The closures are slated to begin on June 16, leaving the retailer’s remaining weeks in trade to be measured in notices, stock and handover dates rather than recovery plans. For workers, the timing turns a long-running uncertainty into something immediate: the business they have been trying to save is now moving to exit.
That outcome follows Barbeques Galore’s voluntary administration in February, when liquidity issues first pushed the business into distress. A deed of company arrangement proposal from Gordon Bros was expected to offer a path through, but the deal was never signed off after the company could not agree on commercial trading terms with suppliers.

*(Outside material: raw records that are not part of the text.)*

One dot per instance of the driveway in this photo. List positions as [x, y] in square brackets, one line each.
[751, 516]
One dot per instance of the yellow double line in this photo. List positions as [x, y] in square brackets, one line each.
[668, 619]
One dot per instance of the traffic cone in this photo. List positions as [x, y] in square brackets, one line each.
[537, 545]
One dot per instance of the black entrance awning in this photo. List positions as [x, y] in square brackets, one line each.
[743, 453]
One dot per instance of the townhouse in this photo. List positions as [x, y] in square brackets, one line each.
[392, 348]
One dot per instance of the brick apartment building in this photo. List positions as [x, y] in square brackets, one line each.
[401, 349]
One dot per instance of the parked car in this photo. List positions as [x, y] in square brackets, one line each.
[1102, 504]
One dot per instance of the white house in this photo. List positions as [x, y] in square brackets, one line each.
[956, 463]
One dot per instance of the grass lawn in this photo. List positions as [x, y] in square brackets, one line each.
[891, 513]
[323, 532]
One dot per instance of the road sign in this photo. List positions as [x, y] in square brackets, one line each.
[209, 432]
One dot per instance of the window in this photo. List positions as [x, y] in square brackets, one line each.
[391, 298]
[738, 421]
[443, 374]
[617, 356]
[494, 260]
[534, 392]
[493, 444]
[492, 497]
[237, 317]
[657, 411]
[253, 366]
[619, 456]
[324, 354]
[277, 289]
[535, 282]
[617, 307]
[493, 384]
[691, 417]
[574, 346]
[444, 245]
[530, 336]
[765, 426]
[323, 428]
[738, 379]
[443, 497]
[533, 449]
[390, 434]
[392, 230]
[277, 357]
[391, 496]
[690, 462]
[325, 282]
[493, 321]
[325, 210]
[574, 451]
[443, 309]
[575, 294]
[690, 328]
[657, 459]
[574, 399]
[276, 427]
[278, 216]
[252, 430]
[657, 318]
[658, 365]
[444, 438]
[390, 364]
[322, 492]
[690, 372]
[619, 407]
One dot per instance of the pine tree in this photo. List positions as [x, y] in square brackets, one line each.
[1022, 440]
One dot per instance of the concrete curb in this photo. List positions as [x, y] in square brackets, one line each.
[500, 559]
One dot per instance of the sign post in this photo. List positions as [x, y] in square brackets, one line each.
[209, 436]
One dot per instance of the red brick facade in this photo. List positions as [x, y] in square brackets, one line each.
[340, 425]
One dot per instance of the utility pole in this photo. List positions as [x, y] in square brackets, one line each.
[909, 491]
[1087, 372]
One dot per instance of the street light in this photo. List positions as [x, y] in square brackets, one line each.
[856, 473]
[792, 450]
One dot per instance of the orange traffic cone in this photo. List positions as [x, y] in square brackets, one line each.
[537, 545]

The collapse will not hit every part of the network in the same way. News Corp understands 27 franchise stores won’t be impacted by the closures even as the 62 company-owned stores are wound down, a split that leaves part of the brand trading while the larger corporate footprint is dismantled. Customers still holding gift cards have until June 30 to use them, though redemption comes with a catch: they will only be accepted if shoppers spend twice their value in cash.
Barbeques Galore is described as Australia’s largest barbeque and outdoor furniture retailer, and the scale of the closures shows how far the failure of the rescue effort reaches. New South Wales will bear the brunt with 33 stores shutting, followed by Victoria with 19, Queensland with 18 and Western Australia with 14. South Australia will lose five stores, Tasmania three, the Australian Capital Territory two and the Northern Territory one.
What happens next is already fixed in part and uncertain in the rest. The store closures start on June 16, employees are due to learn their fate on Tuesday afternoon, and the company-owned business will effectively stop trading this month. The franchise network lives on for now, but the broader brand is being cut back to its surviving edges.